Андрей Лазарчук - Предчувствие: Антология «шестой волны»
На пути. Только вот туда или оттуда? Круг за кругом…
Или есть области, где вообще не имеют смысла такие понятия — «туда» и «оттуда»?…
Лейтенант не говорит больше ничего. Он просто смотрит на дорогу — довольно спокойно; в выражении его лица я никак не могу разобраться. Впрочем, и не пытаюсь.
Не всё ли равно? Если теме суждено развиться, она разовьётся сама. Зачем форсировать? Тем более, когда не очень-то и хочется…

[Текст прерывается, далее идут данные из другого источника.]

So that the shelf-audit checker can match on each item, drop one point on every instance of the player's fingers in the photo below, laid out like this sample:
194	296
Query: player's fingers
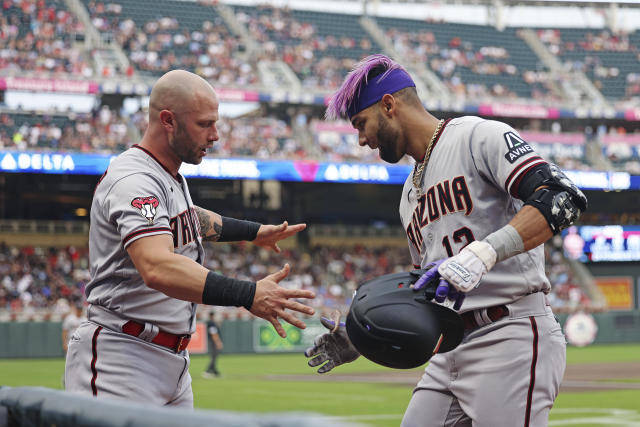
277	326
459	301
453	293
299	293
321	340
312	351
326	367
296	228
442	291
280	274
426	278
299	307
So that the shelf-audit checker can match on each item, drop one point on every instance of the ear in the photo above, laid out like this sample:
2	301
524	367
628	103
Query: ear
388	104
167	120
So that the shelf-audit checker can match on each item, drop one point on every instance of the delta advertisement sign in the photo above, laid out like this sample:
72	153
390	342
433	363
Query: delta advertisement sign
300	171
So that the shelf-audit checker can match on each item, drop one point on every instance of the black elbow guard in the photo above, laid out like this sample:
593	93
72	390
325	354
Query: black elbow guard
560	201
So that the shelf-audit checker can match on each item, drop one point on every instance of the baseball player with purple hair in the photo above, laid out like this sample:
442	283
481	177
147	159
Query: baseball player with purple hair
476	209
146	255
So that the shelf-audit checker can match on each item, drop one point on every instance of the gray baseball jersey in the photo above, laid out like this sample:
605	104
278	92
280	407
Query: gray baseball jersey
137	197
515	363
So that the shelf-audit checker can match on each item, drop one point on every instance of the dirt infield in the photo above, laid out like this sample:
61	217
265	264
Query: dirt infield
582	377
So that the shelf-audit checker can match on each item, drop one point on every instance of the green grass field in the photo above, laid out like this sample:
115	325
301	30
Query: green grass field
250	382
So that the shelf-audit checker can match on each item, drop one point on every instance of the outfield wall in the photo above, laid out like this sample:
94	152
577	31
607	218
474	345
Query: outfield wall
43	339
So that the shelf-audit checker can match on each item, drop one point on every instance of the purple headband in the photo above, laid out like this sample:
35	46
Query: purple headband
373	91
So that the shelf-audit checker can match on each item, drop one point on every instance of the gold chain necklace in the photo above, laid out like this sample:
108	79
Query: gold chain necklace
418	168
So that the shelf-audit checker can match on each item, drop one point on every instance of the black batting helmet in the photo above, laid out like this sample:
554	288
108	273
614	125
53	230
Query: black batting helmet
392	325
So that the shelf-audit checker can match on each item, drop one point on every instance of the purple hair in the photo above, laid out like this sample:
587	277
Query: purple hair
355	80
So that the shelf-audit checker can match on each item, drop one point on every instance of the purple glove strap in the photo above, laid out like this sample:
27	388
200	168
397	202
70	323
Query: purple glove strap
429	275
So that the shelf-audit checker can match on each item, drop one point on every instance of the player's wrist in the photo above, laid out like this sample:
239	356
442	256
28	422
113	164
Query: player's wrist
226	291
234	230
506	242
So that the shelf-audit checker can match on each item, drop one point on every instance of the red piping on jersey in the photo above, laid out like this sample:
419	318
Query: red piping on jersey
532	374
518	168
435	141
145	231
156	159
94	350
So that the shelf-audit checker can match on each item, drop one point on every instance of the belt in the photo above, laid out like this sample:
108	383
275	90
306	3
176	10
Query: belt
171	341
481	317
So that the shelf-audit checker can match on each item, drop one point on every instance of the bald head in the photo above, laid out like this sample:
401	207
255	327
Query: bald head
180	92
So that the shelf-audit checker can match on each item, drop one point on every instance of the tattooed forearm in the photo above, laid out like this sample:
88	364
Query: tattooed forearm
210	229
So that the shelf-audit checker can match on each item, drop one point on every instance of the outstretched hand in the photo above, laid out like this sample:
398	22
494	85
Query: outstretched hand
269	235
333	347
437	288
271	300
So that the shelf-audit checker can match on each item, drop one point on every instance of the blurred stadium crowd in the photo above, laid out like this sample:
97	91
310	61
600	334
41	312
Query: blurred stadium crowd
44	38
41	283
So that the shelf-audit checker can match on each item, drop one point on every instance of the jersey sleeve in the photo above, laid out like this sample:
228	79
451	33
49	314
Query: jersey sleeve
501	155
138	206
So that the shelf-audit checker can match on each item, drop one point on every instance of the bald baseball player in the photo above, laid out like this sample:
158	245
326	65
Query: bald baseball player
476	208
146	259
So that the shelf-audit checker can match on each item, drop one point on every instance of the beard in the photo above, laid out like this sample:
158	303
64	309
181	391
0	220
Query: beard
182	145
387	141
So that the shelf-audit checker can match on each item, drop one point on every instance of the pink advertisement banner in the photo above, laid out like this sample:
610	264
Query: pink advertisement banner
48	85
237	95
518	110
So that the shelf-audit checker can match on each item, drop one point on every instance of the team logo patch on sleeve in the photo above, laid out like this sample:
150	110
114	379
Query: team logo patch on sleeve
517	146
147	207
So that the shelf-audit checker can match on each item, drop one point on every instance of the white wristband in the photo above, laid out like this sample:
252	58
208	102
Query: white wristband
507	242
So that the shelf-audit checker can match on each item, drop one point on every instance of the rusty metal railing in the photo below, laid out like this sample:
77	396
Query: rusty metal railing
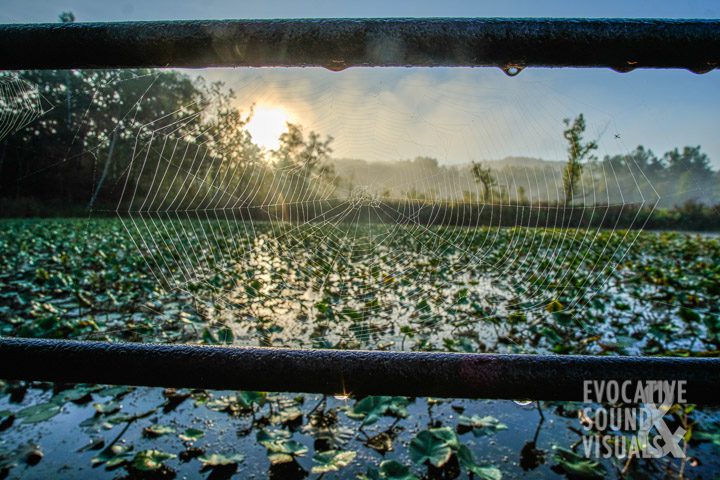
510	44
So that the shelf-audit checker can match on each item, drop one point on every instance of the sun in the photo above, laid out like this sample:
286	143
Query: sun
266	126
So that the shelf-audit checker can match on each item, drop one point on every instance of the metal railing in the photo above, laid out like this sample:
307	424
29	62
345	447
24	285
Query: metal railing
511	44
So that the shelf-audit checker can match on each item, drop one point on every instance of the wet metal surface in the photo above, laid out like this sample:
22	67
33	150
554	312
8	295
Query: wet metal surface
458	375
511	44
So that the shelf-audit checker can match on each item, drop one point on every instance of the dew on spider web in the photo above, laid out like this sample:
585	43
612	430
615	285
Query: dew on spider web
307	249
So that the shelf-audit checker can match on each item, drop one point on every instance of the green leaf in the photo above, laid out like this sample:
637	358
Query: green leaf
371	408
481	425
107	408
154	431
218	460
426	447
393	470
225	335
191	435
577	466
247	399
447	435
39	412
484	472
150	460
279	446
112	457
332	460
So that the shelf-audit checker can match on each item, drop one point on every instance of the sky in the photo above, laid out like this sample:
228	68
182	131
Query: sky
454	114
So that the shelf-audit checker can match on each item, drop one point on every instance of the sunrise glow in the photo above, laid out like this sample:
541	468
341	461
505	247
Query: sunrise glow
266	126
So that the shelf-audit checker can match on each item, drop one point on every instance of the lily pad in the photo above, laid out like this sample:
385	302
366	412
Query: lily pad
332	460
191	435
426	447
576	466
150	460
481	425
154	431
39	412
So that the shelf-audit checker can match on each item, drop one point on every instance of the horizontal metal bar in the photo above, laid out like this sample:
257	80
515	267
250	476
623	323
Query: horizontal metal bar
621	44
453	375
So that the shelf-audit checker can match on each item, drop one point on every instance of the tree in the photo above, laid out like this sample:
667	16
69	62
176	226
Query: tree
578	150
303	164
483	176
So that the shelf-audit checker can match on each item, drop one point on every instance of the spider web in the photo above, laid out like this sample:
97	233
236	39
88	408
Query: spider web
21	103
353	263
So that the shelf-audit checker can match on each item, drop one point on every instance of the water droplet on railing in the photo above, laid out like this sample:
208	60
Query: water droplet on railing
336	65
626	67
708	67
512	70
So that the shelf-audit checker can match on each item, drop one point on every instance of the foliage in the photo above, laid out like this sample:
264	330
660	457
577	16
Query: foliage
578	150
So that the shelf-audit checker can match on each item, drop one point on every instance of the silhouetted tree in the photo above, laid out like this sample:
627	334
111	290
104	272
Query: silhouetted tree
578	150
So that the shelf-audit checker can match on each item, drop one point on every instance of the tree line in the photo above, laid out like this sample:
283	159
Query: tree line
130	140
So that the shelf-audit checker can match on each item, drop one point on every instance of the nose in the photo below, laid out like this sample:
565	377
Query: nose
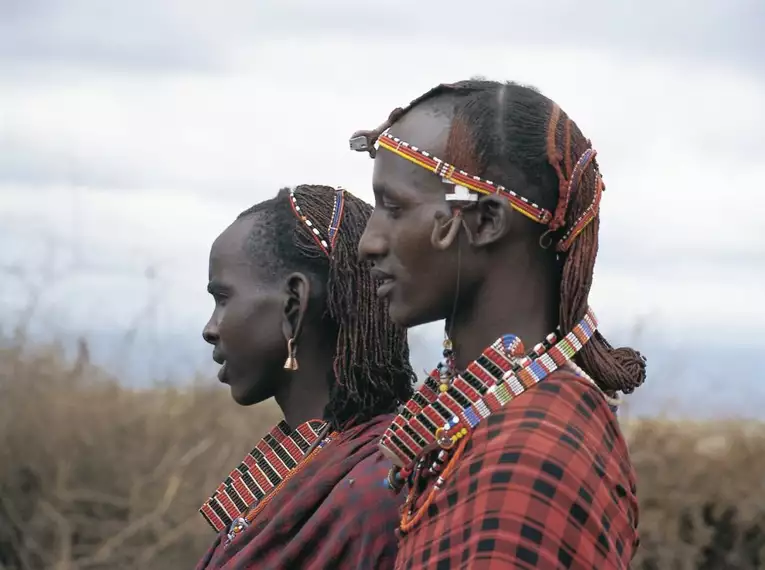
210	332
373	244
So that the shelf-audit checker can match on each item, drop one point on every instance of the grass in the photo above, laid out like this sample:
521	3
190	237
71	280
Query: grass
97	475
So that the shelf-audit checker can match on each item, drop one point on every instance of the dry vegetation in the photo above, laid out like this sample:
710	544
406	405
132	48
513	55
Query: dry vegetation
94	475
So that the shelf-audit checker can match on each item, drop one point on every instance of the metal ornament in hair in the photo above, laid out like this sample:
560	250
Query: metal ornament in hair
467	185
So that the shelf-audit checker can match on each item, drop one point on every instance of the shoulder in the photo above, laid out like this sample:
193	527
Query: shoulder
552	464
364	482
562	424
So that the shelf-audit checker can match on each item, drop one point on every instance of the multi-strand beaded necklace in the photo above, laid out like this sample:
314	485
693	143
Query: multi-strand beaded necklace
279	456
427	438
282	453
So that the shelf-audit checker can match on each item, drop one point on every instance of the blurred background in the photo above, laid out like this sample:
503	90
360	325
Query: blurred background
133	133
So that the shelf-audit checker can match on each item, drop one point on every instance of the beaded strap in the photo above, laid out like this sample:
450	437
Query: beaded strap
465	183
451	174
262	470
326	243
438	418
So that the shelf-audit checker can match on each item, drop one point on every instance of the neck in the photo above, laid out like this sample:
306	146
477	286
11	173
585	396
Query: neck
521	299
305	392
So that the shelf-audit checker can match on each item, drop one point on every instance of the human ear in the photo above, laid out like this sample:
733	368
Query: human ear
297	289
488	221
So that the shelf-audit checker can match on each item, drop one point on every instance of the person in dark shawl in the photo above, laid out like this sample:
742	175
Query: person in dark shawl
296	319
486	215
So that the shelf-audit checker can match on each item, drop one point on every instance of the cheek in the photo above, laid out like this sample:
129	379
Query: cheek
411	245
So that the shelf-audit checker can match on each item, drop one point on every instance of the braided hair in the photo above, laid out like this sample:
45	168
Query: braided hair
371	371
498	127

И вдруг мне делается невыразимо противно. Всё это я уже слышал сотни раз — и слышал, и говорил себе сам. Я уже сто раз проезжал по этой мокрой дороге, и у меня было сто одинаковых провожатых, которые произносили одни и те же слова. Трогаешь обычную шахматную пешку, а за ней тянется ступенчатый шлейф отражений — пешки, пешки, пешки… Я не знаю, какого вы цвета, ребята, но вы мне надоели. Они так бесполезны, все наши попытки… все ваши попытки понять, где мы находимся и что с нами происходит, потому что понять по-настоящему можно только тогда, когда не понимаешь. Знание — это незнание. В знание не надо играть, эта игра слишком азартная. Хочешь, чтобы она тебя не затянула, — не садись играть вовсе. Уже сел — постарайся прервать. Если это возможно. Попробуем. Итак, я расплачиваюсь по счёту и поднимаюсь из-за стола… то есть я просто говорю:
— Остановите. Мне здесь выходить.
И дальше всё идёт, как вереница кинокадров, которые прокручиваются почему-то с очень маленькой скоростью. Знакомая улица. Трамвайная остановка. Серый кирпич типовых домов. Ещё одна знакомая улица, на которой почти темно; по времени полагалось бы уже включить фонари, но фонари здесь давно вышли из строя, и по соображениям светомаскировки их не чинят. А в подъезде сейчас будет совсем темно. Совсем. Я ощупью поднимаюсь по лестнице; окно на лестничной площадке закрыто щитом, и здесь мне всё-таки приходится искать спичку. Копошусь, как крыса в наглухо закрытом ящике… Вот спичка вспыхивает, и внутренность ящика заливает густо-жёлтый свет; на стенах движутся мои огромные тени — кажется, что их несколько и они кривляются друг другу… Я жму на кнопку звонка и понимаю, что надо что-то ещё сказать, и мой голос кажется мне неожиданно чужим, когда я произношу:
— Привет, Ольга. Это я.
Свет. Целое море света. Свет зажжён по всей квартире — и в коридорчике, и в комнатах, и даже, кажется, в кладовке, и после темноты подъезда это производит на меня почти шоковое действие. Ольга стоит, чуть облокотись на полку занимающего половину прихожей книжного шкафа, и с лёгкой усмешкой смотрит, как я щурюсь. Вообще-то выражение лица у неё сейчас немного странное, но вникать в это мне, по понятным причинам, совершенно не хочется.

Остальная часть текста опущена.